Hoe komt het dat in dit kleine verhaal het aantal vissen dat in het net is gevangen wordt genoemd, en waarom lijkt het nu zo belangrijk dat Peter de tijd heeft genomen om ze te tellen terwijl iedereen wachtte? Iets wat aan de Nieuwe Christelijke Kerk is geopenbaard is dat alle getallen die in de verhalen van het Woord worden gebruikt een betekenis hebben die bij dat getal hoort, zelfs buiten het letterlijke gebruik in het verhaal. Het getal 153 kan gezien worden als de combinatie van 150 en 3, en beide hebben een sterke betekenis. Beginnend met de "drie", moet er weinig twijfel over bestaan dat het iets betekent omdat het zo vaak gebruikt wordt. Jezus is op de derde dag opgestaan. Ook drie is het aantal dingen die, samengevoegd, iets compleet maken, de wens of het verlangen om het te doen, de kennis van hoe het te doen, en het eigenlijke doen. Dit geldt voor elke taak - van het bakken van een taart tot aan de liefde van de Heer, Zijn wijsheid en Zijn daad bij het scheppen van het universum. Honderdvijftig is niet zo eenvoudig. Ik ben me bewust van slechts twee plaatsen waar het in het Woord wordt gebruikt, en er wordt ons verteld dat het een totale verandering betekent, een einde van iets en het begin van iets anders. Het wordt hier gebruikt en in het verhaal van de zondvloed, aan het einde van Genesis 7 en in Genesis 8:3"En het water heerste op de aarde gedurende honderdvijftig dagen." "...en het water keerde voortdurend terug van de aarde; en na het einde van de honderdvijftig dagen werd het water afgebouwd." Het gebruik hier is dat het het einde betekent van de kerk genaamd "Adam" en het begin van de kerk genaamd "Noah". Hemelse Verborgenheden 812, 846). In het verhaal dat we overwegen betekent het het einde van de kerk die Israël heet en het begin van de christelijke kerk, hoewel dat waarschijnlijk een dag of twee later voltooid is wanneer de Heer al zijn discipelen op de berg ontmoet en hen op pad stuurt om te prediken en te genezen.

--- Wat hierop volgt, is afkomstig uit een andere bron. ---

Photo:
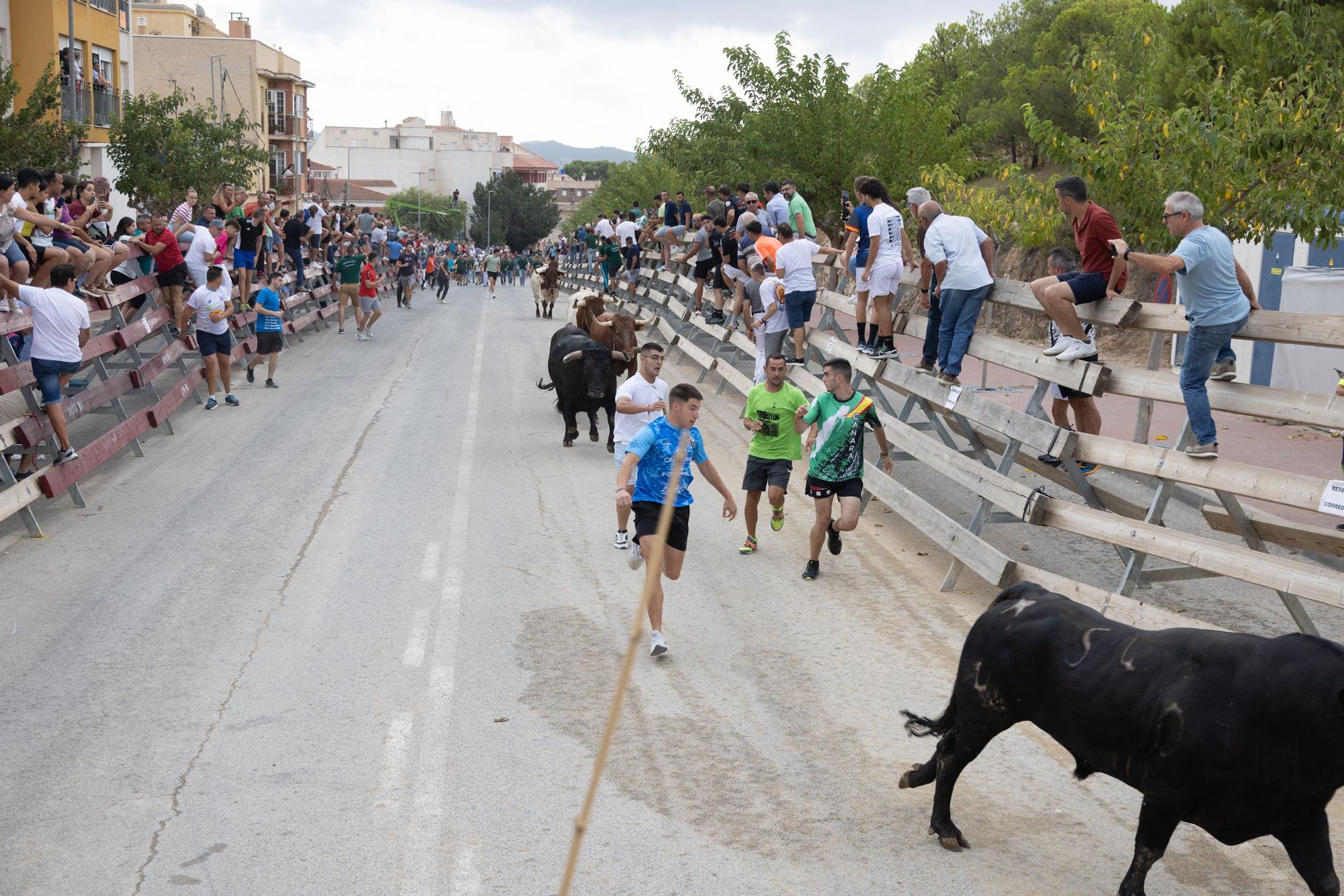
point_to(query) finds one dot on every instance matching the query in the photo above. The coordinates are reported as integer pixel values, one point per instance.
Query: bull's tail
(924, 727)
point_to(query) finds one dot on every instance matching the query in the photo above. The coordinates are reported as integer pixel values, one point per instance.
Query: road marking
(415, 655)
(425, 834)
(429, 566)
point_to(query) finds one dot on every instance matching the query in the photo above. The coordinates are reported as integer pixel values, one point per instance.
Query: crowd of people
(62, 247)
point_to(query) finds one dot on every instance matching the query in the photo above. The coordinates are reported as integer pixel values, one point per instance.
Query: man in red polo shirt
(170, 265)
(1103, 275)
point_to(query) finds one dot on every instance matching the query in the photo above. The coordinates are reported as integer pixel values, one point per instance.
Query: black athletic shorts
(763, 472)
(647, 523)
(843, 490)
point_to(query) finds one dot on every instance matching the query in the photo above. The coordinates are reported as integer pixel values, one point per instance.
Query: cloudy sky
(596, 75)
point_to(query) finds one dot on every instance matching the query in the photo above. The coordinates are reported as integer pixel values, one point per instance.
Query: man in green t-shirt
(835, 440)
(772, 408)
(347, 272)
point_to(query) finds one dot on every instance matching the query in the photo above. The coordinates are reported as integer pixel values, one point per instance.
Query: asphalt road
(360, 637)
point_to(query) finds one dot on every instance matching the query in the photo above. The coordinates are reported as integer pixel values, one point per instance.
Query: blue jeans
(1205, 347)
(931, 353)
(960, 312)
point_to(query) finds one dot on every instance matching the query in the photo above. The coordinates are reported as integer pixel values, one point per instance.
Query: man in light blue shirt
(1218, 298)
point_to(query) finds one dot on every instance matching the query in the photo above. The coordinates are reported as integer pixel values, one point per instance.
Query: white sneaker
(1079, 350)
(1064, 343)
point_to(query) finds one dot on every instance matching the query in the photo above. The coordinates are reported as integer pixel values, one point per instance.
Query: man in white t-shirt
(640, 401)
(889, 248)
(204, 251)
(60, 332)
(769, 327)
(794, 267)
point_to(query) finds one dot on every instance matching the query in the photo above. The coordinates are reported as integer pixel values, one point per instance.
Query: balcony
(89, 104)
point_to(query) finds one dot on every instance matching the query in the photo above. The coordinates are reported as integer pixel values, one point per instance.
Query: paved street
(360, 636)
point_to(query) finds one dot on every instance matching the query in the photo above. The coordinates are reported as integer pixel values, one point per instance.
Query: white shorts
(884, 281)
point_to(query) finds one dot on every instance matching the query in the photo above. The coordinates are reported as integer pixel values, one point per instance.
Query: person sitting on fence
(60, 332)
(964, 259)
(1101, 277)
(1087, 414)
(1218, 298)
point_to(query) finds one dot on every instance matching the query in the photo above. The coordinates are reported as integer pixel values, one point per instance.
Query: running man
(640, 401)
(653, 451)
(775, 445)
(835, 441)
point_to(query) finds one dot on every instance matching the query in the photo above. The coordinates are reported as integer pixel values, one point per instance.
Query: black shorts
(843, 490)
(1088, 288)
(647, 523)
(175, 277)
(269, 342)
(763, 472)
(214, 343)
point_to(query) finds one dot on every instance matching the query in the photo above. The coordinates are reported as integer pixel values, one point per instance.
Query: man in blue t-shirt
(654, 449)
(1218, 298)
(271, 327)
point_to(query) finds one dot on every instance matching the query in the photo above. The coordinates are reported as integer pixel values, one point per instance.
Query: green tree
(518, 213)
(1263, 156)
(429, 213)
(166, 146)
(33, 135)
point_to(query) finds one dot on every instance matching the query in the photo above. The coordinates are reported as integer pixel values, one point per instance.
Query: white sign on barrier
(1333, 499)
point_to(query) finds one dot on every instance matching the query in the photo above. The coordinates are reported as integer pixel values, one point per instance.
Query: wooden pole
(653, 572)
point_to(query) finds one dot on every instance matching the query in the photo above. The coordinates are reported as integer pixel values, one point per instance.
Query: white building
(436, 158)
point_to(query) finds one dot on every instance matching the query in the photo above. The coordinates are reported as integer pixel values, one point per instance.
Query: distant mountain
(564, 154)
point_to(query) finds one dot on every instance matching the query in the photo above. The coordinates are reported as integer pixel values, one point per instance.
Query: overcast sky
(541, 72)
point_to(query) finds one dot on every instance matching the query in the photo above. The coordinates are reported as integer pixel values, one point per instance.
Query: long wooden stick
(653, 570)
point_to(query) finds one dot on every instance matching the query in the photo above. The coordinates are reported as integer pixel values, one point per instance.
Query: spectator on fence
(794, 267)
(162, 244)
(917, 197)
(1218, 298)
(964, 260)
(855, 260)
(1101, 276)
(369, 284)
(60, 332)
(776, 206)
(271, 327)
(1087, 414)
(769, 322)
(889, 251)
(213, 303)
(800, 214)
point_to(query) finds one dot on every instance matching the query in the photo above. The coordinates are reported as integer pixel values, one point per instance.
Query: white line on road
(429, 566)
(425, 835)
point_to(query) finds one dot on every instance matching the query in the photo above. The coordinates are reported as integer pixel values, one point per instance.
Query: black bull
(1238, 734)
(584, 378)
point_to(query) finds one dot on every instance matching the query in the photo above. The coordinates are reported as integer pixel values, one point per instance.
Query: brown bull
(614, 330)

Dit eerste deel van dit verhaal eindigt met alle zeven discipelen op de oever met Jezus, en Zijn geven aan hen een ontbijt van brood en geroosterde vis, en met dit geven beseften ze misschien allemaal ten volle wie Hij was, zoals bij de twee in Emmaüs, en het Evangelie zegt: "Dit is nu de derde keer dat Jezus zich aan zijn discipelen liet zien nadat Hij uit de dood was opgestaan.

De Bijbel

 

Johannes 21:12

Studie

       

12 Jezus zeide tot hen: Komt herwaarts, houdt het middagmaal. En niemand van de discipelen durfde Hem vragen: Wie zijt Gij? wetende, dat het de Heere was.